2.3. Ribosomal RNA Gene Amplification

Amplification by PCR with universal primers 16S-27f (-GAGTTTGATCCTGGCTCAG-) and 16S-1525r (-AGAAAGGAGGTGATCCAGCC-) for bacterial 16 rRNA gene was conducted using Taq DNA polymerase (NEB, Hitchin, United Kingdom) under the following conditions After initial 5-minute hot start incubation at 94°C, the mixture was introduced to 30 cycles, each cycle including 1 min at 94°C, 35 s at 50°C, and 2 min at 72°C, then 5 min at 72°C for elongation using a thermal cycler (Eppendorf, Germany). The amplified 16S rRNA gene was then purified using High Pure PCR Clean Up Kit (Roche, Germany).

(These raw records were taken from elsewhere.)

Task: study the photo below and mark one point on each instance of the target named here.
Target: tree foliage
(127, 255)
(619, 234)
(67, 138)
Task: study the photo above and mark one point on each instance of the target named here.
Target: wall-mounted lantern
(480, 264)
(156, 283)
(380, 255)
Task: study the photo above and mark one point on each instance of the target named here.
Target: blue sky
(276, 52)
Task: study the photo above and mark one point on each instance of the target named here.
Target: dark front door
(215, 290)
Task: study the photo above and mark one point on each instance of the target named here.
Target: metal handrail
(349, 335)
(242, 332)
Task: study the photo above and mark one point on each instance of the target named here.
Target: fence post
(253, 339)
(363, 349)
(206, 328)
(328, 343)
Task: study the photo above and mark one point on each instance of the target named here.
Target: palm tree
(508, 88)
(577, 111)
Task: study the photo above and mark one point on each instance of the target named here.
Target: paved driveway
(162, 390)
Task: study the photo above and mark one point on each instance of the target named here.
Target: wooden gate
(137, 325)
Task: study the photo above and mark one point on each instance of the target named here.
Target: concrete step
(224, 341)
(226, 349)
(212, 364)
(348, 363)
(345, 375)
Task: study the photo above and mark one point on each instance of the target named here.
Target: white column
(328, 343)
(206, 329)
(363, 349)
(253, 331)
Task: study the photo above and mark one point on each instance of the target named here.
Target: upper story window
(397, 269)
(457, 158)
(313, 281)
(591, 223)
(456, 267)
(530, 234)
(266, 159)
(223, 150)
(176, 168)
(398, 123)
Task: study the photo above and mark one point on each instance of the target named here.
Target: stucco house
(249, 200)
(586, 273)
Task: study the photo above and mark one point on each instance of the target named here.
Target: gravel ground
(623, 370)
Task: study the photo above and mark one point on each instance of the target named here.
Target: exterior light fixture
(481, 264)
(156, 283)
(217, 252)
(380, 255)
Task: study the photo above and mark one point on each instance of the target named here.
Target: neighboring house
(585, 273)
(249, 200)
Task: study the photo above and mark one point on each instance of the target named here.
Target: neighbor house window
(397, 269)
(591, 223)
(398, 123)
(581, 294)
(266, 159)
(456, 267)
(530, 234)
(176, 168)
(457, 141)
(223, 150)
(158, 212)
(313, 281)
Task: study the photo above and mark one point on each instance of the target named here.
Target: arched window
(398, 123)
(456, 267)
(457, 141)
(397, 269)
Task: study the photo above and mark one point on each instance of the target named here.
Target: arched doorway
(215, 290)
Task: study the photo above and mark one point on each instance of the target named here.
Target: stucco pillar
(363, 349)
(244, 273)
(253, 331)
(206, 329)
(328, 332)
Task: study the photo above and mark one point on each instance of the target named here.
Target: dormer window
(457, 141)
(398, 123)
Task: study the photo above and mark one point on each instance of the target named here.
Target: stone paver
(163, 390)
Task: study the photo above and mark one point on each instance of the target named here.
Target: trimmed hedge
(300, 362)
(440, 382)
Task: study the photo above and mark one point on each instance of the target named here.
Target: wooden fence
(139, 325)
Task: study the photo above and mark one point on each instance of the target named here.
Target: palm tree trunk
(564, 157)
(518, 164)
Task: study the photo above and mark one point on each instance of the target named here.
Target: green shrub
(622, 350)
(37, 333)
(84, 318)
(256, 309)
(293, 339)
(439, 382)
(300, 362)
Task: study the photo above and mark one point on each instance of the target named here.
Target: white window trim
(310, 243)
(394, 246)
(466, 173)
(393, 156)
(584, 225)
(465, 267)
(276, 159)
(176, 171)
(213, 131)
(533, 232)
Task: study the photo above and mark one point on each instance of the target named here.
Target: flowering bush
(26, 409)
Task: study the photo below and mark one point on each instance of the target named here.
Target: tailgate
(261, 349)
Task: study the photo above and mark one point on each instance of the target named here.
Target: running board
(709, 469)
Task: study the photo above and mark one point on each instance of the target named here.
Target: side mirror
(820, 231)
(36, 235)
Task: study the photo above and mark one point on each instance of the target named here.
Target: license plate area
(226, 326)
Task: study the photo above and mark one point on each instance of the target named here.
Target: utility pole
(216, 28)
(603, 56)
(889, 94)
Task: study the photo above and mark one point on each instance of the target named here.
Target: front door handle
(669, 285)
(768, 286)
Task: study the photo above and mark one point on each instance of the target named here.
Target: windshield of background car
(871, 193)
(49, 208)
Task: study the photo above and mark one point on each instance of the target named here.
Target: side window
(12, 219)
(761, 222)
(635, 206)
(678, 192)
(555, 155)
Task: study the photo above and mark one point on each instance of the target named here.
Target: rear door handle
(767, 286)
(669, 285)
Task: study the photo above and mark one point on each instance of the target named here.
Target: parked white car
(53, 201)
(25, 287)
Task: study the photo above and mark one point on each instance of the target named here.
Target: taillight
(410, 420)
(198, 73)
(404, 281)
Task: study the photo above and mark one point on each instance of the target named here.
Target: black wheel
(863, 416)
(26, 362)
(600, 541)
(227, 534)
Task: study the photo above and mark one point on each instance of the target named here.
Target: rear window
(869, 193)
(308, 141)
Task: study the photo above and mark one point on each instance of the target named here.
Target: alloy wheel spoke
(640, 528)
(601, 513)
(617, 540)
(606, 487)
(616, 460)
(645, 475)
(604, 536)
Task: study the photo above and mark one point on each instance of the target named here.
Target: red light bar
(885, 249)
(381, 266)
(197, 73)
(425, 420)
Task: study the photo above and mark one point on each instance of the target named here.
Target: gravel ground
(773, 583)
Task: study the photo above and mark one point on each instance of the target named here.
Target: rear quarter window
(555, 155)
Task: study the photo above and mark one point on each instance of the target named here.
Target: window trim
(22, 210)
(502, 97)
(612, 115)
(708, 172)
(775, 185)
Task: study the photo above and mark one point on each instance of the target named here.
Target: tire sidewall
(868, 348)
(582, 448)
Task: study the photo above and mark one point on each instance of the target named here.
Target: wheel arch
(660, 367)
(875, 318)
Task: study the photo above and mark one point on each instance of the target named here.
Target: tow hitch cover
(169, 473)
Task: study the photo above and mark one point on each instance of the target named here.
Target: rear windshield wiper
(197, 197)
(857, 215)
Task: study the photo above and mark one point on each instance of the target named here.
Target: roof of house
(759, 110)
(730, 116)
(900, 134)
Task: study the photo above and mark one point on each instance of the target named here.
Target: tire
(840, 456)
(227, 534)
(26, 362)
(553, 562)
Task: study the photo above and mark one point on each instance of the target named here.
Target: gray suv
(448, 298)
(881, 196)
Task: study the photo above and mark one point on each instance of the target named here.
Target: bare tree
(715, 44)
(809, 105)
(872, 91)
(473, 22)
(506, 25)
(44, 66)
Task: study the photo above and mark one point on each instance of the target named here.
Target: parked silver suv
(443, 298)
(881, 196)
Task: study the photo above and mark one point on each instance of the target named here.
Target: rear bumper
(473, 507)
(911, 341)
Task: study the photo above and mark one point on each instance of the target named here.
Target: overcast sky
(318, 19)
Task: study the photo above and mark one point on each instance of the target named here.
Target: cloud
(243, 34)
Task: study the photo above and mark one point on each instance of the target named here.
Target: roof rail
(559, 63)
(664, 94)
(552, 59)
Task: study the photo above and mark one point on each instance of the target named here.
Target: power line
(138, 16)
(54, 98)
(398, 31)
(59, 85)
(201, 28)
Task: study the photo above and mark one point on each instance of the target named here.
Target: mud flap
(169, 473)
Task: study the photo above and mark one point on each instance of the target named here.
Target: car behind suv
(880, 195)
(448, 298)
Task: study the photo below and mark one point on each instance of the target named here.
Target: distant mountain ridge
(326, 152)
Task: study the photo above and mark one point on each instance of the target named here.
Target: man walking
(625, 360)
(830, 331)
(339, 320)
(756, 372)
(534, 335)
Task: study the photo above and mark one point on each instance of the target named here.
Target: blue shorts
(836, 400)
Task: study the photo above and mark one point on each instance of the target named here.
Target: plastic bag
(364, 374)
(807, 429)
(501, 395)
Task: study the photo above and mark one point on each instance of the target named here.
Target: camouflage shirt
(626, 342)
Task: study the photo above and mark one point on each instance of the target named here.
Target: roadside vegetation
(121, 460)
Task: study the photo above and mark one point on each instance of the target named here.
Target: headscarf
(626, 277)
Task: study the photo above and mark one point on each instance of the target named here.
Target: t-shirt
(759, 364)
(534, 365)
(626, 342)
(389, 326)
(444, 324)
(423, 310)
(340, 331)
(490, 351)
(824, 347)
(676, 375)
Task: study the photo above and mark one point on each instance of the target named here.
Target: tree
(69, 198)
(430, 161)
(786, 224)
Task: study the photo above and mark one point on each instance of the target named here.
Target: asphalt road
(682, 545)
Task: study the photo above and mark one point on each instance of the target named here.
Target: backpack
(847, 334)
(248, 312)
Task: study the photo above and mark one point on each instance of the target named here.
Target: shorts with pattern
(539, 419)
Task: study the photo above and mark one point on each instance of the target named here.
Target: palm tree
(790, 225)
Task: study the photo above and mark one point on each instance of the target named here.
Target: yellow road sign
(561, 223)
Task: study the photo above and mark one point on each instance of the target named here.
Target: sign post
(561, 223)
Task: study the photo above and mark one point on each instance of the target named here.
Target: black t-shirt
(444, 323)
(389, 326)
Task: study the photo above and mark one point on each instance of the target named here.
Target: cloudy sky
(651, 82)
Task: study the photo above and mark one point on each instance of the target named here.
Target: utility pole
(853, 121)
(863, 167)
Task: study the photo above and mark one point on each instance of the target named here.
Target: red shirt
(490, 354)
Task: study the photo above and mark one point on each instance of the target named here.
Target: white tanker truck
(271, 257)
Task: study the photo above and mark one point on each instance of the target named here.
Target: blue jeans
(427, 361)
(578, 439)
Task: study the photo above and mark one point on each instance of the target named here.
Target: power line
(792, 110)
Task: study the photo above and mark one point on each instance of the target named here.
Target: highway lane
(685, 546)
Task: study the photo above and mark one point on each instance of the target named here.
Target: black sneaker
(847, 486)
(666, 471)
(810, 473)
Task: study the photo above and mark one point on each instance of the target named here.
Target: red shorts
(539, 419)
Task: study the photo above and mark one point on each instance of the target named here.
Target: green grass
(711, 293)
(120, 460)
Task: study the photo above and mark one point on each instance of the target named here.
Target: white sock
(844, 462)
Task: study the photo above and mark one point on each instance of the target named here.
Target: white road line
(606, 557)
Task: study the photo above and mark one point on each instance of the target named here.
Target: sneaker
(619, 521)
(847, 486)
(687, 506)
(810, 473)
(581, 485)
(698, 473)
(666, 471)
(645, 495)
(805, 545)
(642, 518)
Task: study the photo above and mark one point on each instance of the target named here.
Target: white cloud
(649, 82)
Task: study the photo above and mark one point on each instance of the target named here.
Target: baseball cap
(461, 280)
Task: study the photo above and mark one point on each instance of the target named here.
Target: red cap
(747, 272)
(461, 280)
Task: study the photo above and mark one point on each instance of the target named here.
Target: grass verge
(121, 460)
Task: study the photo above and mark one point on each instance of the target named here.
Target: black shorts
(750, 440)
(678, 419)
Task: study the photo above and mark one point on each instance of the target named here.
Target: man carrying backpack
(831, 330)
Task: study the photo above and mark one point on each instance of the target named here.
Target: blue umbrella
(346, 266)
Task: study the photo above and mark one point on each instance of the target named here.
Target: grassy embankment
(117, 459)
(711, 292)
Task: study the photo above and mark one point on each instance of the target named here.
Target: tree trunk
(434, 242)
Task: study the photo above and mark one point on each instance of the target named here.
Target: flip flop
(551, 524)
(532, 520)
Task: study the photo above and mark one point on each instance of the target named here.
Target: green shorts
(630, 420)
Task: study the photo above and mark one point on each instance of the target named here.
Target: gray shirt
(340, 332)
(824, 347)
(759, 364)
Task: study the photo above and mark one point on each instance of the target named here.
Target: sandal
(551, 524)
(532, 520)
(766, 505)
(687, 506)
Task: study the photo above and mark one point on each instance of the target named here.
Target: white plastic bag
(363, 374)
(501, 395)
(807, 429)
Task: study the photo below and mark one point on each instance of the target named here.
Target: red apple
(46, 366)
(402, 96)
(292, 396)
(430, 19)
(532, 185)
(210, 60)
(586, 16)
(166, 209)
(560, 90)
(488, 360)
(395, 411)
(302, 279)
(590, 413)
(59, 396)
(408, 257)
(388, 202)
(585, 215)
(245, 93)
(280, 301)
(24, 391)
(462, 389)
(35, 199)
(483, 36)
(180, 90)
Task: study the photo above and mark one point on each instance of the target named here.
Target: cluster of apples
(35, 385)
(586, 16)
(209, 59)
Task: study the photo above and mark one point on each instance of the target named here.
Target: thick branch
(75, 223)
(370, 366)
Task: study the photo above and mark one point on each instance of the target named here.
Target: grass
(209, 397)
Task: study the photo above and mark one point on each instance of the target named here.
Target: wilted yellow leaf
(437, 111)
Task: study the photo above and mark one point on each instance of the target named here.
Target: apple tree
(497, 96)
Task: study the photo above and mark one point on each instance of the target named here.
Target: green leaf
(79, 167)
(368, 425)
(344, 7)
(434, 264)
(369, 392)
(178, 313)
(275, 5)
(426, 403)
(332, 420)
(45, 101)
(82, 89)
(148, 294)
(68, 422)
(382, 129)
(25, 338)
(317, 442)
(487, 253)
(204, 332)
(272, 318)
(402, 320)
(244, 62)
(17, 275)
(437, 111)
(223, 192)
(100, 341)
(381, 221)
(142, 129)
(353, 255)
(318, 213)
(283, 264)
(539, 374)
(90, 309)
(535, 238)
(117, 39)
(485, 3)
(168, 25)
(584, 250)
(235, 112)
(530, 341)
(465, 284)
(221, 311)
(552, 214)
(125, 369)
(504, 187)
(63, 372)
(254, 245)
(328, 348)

The sequencing was performed by ABI 3100 DNA Sequencer. The primers used for sequencing were as follows: 16S-27f, 16S-343r (-CTGCTGCCTCCCGTA-), 16S-357f (-TACGGGAGGCAGCAG-), 16S-519r (-G(T/A)ATTACCGCGGC(T/G)GCTG-), 16S-536f (-CAGC(C/A)GCCGCGGTAAT(T/A)C-), 16S-803f (ATTAGATACCTGGTAG-), 16S-907r (-CCGTCAATTCATTTAGTTT-), 16S-114f (-GCAACGAGCGCAACCC-), 16S-1385r (-CGGTGTGT(A/G)CAAGGCCC-), and 16S-1525r (-AGAAAGGAGGTGATCCAGCC-). The DNA sequences were analyzed using Clone Manager Software (Sci-Ed Software, North Carolina, USA).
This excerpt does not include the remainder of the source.